It is interesting that the mechanisms controlling Hh signaling in the eye disc differ from those used in the wing disc. The transcription factor Cubitus interruptus (Ci) is processed into its repressor form (Ci75) in anterior wing disc cells that fail to receive the Hh signal, and represses hh expression in these cells (Aza-Blanc et al., 1997, Dominguez et al., 1996, Methot and Basler, 1999). This suggests that positive autoregulation through inhibition of Ci75 production is intrinsic to the Hh pathway. This mechanism must be actively suppressed in the cells at the anterior-posterior boundary of the wing disc, which receive Hh signaling but do not express hh (Apidianakis et al., 2001). However, Ci75 is not involved in hh autoregulation in the eye disc; ci mutant clones do not result in premature photoreceptor differentiation (Fu and Baker, 2003, Pappu et al., 2003), although Hh misexpression does (Heberlein et al., 1995), and ectopic Ci75 cannot repress hh in the eye disc (Lee et al., 2002). In the wing disc, Hh limits its own diffusion by upregulating the expression of Patched, a receptor that binds and sequesters Hh (Chen and Struhl, 1996). In the eye disc, Hh transport seems instead to be limited by apical constriction of cells in the MF, a shape change that is also Hh-dependent (Benlali et al., 2000, Corrigall et al., 2007, Escudero et al., 2007, Heberlein et al., 1995, Schlichting and Dahmann, 2008). Finally, Hh-expressing cells in the posterior compartment of the wing disc fail to respond to Hh signaling because the transcription factor Engrailed represses the expression of ci (Tabata et al., 1995). In the eye disc, responsiveness to Hh is downregulated posterior to the MF by degradation of the Ci protein following its ubiquitination by an SCF complex containing Cullin 3 and Roadkill/Hh-induced MATH and BTB-containing protein, the same mechanism used in cells receiving high levels of Hh at the anterior-posterior boundary of the wing disc (Kent et al., 2006, Ou et al., 2002, Ou et al., 2007, Zhang et al., 2006). The eye disc has integrated several secondary signals downstream of Hh to allow controlled movement of the boundary of Hh expression, which is stable throughout development in the wing disc.

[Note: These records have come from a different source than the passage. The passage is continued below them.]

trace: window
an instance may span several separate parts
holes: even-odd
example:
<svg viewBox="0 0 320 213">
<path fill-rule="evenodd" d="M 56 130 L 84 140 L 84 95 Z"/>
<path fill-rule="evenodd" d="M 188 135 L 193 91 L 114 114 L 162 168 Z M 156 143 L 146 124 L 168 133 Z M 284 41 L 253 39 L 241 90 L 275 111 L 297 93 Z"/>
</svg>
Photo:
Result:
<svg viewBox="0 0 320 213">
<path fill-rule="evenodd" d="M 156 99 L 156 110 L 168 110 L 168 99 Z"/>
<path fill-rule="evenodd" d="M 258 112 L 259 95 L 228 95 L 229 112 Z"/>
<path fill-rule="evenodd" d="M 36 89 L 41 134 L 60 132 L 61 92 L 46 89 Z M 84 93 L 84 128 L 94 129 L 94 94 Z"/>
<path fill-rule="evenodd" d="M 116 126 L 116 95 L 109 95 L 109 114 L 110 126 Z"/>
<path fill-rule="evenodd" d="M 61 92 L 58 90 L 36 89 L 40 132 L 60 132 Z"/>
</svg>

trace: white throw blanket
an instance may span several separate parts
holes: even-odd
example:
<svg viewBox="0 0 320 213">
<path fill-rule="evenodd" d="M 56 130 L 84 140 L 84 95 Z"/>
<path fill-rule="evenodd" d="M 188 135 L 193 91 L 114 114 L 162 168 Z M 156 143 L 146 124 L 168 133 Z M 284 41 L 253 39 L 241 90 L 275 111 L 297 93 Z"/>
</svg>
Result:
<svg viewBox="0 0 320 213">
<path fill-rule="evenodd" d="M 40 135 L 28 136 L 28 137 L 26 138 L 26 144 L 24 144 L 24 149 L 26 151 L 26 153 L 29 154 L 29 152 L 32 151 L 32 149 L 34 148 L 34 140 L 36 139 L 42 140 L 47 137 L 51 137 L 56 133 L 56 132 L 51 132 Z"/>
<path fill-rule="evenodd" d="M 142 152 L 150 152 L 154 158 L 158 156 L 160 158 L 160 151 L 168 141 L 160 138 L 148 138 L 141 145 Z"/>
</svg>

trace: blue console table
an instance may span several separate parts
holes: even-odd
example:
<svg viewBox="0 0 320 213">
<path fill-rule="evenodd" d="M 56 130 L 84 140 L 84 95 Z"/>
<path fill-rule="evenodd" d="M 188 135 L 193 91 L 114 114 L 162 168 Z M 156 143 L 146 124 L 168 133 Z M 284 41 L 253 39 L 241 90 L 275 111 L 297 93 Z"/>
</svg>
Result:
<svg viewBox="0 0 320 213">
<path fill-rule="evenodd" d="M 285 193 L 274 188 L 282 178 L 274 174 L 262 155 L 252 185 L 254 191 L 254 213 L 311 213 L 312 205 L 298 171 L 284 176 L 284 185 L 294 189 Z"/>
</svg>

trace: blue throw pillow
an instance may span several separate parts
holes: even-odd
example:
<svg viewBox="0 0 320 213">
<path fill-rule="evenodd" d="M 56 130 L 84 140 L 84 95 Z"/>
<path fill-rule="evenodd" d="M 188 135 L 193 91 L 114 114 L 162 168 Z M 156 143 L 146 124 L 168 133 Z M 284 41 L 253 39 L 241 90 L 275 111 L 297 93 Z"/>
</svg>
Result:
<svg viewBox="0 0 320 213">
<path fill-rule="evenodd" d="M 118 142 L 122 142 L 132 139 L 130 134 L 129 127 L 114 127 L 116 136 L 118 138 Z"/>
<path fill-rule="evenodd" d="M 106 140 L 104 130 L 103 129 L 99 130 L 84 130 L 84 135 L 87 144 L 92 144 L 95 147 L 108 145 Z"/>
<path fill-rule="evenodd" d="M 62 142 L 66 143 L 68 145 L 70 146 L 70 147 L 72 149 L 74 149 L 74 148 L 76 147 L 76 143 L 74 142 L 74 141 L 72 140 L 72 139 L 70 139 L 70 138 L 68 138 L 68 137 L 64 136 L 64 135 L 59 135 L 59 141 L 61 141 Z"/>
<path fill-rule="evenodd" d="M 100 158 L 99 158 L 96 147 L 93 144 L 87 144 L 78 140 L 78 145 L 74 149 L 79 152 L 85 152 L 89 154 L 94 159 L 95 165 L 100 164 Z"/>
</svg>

3. Spacing of photoreceptor clusters is achieved through inhibitory mechanisms

To achieve a precisely ordered array of ommatidia in the adult eye, clusters within each column must initiate at regularly spaced intervals, and each column must also be offset from the preceding column. Each cluster initiates with the specification of its R8 cell, which depends on the proneural gene ato (Frankfort and Mardon, 2002). Tight control of ato expression is thus essential to guarantee the precision of the final lattice. ato is initially expressed in all cells in a stripe just ahead of the MF, and becomes restricted first to regularly spaced intermediate groups of about twenty cells, then to R8 equivalence groups of two to three cells, and finally to single cells that are the future R8 cells of each ommatidium (Figure 3)(Baker et al., 1996, Dokucu et al., 1996, Jarman et al., 1995).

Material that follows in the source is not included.